Unraid webconsole unreachable ? Transport endpoint not connected ? Read this.

October 7, 201213 yr

This thread describes errors with the unraid webconsole dying and "transport endpoint not connected" errors. In this fist post you will find the combination of the tips to solve these issues, how we got to it is found in the posts hereunder.

Add the following lines of command to your GO script:

syntax for 4.7:

pgrep -f "/usr/local/sbin/emhttp" | while read PID; do echo -17 > /proc/$PID/oom_adj; done
pgrep -f "/usr/sbin/smbd" | while read PID; do echo -17 > /proc/$PID/oom_adj; done

(I will only maintain a set of commands for the 5.x branch from now on.

The following set of commands will make sure your needed base functionality does not get killed off in case of an out of memory error:

on 5.*: (thanks to int13h)

pgrep -f "/usr/local/sbin/emhttp" | while read PID; do echo -1000 > /proc/$PID/oom_score_adj; done^M
pgrep -f "/usr/sbin/smbd" | while read PID; do echo -1000 > /proc/$PID/oom_score_adj; done^M
pgrep -f "in.telnetd" | while read PID; do echo -1000 > /proc/$PID/oom_score_adj; done

Make SABnzbd likely to get killed

pgrep -f "/usr/local/sabnzbd/SABnzbd.py" | while read PID; do echo 1000 > /proc/$PID/oom_score_adj; done^M[/i]

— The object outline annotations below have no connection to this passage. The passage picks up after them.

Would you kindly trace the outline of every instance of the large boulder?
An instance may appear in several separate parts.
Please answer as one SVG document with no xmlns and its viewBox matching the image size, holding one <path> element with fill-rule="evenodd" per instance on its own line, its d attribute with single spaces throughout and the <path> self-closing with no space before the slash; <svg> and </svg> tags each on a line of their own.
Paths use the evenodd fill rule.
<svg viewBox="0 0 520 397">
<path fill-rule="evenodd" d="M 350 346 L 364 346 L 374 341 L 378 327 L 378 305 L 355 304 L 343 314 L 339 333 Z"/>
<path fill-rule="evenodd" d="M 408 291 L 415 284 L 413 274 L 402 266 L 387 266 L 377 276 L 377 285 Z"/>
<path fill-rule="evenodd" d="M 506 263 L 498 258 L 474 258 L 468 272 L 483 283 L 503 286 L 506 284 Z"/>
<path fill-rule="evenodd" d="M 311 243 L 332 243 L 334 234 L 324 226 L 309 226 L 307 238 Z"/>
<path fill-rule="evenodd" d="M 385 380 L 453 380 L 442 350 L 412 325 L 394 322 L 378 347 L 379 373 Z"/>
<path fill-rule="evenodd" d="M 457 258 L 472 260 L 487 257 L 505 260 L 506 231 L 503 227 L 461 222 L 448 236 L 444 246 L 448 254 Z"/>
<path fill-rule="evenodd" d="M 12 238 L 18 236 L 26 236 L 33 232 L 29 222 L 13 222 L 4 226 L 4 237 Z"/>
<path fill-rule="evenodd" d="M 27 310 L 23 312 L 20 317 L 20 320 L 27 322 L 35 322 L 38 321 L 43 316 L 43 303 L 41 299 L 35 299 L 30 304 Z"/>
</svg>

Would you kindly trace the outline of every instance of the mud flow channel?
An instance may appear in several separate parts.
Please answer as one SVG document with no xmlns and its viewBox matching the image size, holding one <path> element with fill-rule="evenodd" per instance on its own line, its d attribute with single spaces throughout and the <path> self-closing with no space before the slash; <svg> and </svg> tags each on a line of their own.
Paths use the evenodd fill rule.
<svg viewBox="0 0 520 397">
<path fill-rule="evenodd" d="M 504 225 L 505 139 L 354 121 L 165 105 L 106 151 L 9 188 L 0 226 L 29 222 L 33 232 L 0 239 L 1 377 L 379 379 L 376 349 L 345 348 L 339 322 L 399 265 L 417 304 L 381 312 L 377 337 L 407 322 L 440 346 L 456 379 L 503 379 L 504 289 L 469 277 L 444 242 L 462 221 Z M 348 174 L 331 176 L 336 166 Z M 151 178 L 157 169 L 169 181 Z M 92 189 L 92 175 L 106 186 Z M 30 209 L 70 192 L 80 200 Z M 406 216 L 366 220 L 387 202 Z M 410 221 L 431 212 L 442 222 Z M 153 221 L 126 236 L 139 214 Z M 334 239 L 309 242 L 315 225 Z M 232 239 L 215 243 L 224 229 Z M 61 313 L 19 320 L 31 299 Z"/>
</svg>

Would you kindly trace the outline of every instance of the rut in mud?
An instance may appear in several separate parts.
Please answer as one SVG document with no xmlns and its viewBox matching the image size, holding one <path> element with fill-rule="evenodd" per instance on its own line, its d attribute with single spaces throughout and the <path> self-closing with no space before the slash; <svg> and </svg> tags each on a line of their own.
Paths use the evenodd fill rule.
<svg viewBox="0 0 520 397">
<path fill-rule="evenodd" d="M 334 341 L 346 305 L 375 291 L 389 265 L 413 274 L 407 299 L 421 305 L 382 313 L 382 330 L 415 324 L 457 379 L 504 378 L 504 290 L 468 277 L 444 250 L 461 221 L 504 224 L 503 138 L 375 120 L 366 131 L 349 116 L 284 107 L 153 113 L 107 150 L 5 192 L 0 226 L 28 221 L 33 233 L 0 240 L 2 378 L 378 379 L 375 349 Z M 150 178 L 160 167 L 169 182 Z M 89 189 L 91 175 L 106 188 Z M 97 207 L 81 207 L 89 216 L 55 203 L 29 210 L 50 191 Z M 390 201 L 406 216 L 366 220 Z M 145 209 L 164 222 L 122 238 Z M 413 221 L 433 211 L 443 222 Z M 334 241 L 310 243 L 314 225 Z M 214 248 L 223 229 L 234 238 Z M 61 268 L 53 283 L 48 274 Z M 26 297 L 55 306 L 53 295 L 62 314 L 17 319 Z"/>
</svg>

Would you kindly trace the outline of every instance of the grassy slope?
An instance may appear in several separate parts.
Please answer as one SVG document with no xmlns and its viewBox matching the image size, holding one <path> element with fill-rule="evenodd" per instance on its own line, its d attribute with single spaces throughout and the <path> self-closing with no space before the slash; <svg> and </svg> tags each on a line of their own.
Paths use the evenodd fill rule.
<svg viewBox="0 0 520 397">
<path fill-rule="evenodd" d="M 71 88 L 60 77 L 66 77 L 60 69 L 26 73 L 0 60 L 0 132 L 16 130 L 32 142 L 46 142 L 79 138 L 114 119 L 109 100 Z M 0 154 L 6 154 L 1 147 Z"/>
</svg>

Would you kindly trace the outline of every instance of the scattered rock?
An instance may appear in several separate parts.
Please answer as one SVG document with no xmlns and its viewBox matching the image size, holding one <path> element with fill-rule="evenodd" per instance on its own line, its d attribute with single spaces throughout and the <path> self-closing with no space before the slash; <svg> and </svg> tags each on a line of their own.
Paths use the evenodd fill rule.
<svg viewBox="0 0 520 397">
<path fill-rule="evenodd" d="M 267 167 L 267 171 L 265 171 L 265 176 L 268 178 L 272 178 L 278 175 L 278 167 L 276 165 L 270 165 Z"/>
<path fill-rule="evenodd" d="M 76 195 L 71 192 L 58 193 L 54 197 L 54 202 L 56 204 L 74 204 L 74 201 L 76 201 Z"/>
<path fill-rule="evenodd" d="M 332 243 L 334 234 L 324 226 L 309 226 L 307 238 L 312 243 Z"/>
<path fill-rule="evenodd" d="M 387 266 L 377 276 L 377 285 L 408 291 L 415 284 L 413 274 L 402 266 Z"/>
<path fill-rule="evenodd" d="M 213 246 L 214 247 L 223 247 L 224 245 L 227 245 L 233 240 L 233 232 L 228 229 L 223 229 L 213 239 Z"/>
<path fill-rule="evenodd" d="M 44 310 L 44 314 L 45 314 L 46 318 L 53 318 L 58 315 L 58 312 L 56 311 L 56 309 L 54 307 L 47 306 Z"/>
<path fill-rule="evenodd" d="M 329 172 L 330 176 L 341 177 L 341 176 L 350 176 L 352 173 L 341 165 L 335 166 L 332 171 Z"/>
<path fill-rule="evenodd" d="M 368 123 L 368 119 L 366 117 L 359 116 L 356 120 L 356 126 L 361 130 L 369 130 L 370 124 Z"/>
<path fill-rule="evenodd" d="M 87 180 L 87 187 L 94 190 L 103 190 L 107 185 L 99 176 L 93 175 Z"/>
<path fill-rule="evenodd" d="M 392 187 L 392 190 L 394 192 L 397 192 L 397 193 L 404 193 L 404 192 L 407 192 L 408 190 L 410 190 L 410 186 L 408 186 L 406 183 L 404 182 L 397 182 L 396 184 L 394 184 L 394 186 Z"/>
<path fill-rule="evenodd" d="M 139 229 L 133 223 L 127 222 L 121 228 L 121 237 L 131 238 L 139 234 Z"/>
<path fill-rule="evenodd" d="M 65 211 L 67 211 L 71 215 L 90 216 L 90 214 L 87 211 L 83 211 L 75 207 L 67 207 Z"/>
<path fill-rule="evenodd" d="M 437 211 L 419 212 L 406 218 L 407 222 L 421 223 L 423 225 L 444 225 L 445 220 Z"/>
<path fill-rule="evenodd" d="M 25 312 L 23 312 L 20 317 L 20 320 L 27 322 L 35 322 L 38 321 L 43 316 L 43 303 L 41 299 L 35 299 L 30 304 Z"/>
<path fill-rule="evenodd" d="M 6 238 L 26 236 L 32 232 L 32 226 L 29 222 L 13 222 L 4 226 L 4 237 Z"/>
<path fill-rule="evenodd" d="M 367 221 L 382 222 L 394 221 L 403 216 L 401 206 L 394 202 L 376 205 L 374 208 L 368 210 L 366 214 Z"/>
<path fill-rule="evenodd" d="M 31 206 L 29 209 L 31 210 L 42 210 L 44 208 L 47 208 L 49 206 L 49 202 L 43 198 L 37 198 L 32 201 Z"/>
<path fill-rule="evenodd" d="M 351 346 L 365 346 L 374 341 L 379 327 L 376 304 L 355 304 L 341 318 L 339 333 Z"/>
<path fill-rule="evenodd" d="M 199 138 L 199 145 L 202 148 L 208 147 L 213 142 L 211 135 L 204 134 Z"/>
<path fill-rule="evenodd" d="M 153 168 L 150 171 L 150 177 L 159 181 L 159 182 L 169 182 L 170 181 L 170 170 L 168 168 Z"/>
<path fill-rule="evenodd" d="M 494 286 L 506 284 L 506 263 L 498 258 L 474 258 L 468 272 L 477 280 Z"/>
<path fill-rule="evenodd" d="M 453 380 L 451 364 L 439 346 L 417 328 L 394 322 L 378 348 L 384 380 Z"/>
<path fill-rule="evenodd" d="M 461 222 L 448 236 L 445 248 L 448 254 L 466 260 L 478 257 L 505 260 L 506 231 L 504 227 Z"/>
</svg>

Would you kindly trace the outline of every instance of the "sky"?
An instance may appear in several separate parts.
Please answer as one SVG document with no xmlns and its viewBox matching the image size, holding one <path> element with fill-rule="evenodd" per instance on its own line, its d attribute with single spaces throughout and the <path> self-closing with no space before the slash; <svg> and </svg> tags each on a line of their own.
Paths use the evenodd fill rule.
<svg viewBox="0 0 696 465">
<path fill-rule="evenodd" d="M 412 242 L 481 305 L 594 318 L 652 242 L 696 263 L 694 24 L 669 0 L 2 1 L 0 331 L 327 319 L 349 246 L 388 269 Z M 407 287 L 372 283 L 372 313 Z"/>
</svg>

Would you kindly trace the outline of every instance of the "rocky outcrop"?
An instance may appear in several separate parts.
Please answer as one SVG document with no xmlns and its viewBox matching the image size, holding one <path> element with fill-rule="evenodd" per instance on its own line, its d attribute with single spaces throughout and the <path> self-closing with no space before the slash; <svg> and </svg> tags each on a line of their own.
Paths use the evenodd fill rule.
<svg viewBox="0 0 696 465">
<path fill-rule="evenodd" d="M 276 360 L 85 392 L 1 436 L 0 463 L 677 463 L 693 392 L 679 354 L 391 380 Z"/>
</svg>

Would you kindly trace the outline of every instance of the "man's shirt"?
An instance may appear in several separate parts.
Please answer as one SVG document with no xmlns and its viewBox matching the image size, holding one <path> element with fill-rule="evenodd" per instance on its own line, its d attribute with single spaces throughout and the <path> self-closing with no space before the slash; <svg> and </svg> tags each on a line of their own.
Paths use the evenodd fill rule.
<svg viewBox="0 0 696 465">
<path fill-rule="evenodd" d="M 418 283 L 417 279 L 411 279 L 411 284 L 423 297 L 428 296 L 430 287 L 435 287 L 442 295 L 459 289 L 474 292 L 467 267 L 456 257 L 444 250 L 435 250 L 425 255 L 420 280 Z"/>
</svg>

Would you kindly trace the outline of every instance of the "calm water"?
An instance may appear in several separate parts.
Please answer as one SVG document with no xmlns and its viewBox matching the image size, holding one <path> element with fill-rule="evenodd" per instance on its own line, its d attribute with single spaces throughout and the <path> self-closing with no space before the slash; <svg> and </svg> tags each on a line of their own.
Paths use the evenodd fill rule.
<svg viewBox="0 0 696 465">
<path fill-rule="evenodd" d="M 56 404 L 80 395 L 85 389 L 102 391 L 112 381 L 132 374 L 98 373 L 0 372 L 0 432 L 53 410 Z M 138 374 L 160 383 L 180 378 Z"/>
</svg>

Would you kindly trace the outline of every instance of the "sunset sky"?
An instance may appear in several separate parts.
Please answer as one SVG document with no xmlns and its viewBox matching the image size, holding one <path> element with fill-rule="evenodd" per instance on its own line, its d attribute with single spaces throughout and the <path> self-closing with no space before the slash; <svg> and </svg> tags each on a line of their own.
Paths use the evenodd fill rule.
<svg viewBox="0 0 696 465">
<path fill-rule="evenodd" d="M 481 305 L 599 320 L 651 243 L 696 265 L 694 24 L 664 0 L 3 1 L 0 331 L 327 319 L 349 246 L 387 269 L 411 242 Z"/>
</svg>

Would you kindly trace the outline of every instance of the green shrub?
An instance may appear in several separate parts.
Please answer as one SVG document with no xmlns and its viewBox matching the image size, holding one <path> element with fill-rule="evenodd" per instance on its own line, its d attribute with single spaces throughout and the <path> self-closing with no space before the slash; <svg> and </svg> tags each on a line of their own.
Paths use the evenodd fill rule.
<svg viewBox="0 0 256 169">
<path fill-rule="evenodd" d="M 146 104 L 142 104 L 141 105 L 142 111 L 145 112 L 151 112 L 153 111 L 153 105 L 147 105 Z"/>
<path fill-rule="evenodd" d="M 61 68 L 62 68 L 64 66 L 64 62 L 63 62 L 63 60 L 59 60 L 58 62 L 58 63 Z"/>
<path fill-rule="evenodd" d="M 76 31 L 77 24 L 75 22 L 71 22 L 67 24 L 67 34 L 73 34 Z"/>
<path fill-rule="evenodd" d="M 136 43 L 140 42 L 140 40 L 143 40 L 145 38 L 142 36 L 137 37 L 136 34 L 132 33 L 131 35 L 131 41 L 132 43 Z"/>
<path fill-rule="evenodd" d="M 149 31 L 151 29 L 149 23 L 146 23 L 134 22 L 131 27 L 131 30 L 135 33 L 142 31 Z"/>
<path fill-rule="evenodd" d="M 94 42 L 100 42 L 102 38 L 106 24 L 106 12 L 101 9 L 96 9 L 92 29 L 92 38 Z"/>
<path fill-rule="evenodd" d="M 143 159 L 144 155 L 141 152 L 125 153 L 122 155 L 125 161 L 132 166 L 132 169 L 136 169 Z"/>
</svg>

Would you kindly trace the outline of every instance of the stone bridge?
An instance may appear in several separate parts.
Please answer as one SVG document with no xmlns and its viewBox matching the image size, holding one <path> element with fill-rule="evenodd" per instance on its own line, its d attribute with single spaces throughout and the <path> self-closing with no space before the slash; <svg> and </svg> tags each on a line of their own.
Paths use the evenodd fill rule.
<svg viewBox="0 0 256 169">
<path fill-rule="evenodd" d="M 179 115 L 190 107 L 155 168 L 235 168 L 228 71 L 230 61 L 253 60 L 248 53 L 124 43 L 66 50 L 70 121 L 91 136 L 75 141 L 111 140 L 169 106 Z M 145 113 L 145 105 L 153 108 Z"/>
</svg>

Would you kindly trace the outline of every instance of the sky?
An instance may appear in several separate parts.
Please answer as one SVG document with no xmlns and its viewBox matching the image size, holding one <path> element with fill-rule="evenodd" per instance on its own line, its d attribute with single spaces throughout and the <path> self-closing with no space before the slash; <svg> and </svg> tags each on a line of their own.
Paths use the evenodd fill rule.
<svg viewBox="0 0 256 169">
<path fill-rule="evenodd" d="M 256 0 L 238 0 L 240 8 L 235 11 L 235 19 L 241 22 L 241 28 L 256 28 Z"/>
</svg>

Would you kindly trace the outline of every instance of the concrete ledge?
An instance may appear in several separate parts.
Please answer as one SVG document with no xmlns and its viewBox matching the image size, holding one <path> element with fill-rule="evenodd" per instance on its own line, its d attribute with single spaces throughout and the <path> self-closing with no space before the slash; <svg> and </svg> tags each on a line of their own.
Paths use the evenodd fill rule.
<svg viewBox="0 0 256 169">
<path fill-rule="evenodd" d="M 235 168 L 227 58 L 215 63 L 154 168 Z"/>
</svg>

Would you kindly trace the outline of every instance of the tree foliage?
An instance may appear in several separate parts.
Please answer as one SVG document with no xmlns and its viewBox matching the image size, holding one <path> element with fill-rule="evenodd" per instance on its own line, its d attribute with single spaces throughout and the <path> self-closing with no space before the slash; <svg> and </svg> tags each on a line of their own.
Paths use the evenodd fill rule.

The SABnzbd setting will actually help better then the other ones, it will make sure that whenever a process needs to be sacrificed then SABnzbd will be the one that is killed off. Good thing is that you just disable/enable from the webinterface and it will run again, no need to go into console or reboot.

Please take note of the thread below with respect to the how and why of these additions

-----

Original first post follows:

-----

Just noticed I could no longer access my user shares. Thru console I get the following error if I try to CD to it:

-bash: cd: user: Transport endpoint is not connected

This looks like a bug.. And it caused the loss of some files for me, nothing unsolvable but still..

I cannot add syslog now since I cannot reach the flash drive also from my system, looks like SMB has crashed ..

I will now reboot, this will undoubtedly solve the issue but I hope it does not happen again though..

The array refuses to shut down, there are no processes running that normally make that happen, I have saved the results of ps -elf.

I have now rebooted and can access the syslog I saved on the flashdrive, it is in the attached zip together with the ps -elf output.

System is backup but (ofcourse) parity check is now running.

syslog.zip

Quote

October 8, 201213 yr

I had the same problem this morning.

Upgraded to RC8 on October 5th

Here is the syslog

http://pastebin.com/dEMgjQEg

Quote

October 8, 201213 yr

Author

We need Joe on this :-)

I did some digging and I think I have found what is going on. Most probably the server ran out of memory, that will then trigger linux to stop processes that are used not very often. Downside is that this means that emhttp (that gives you the webinterface for administering unraid) and SMB (that actually gives you your drive shares) are the first ones to go.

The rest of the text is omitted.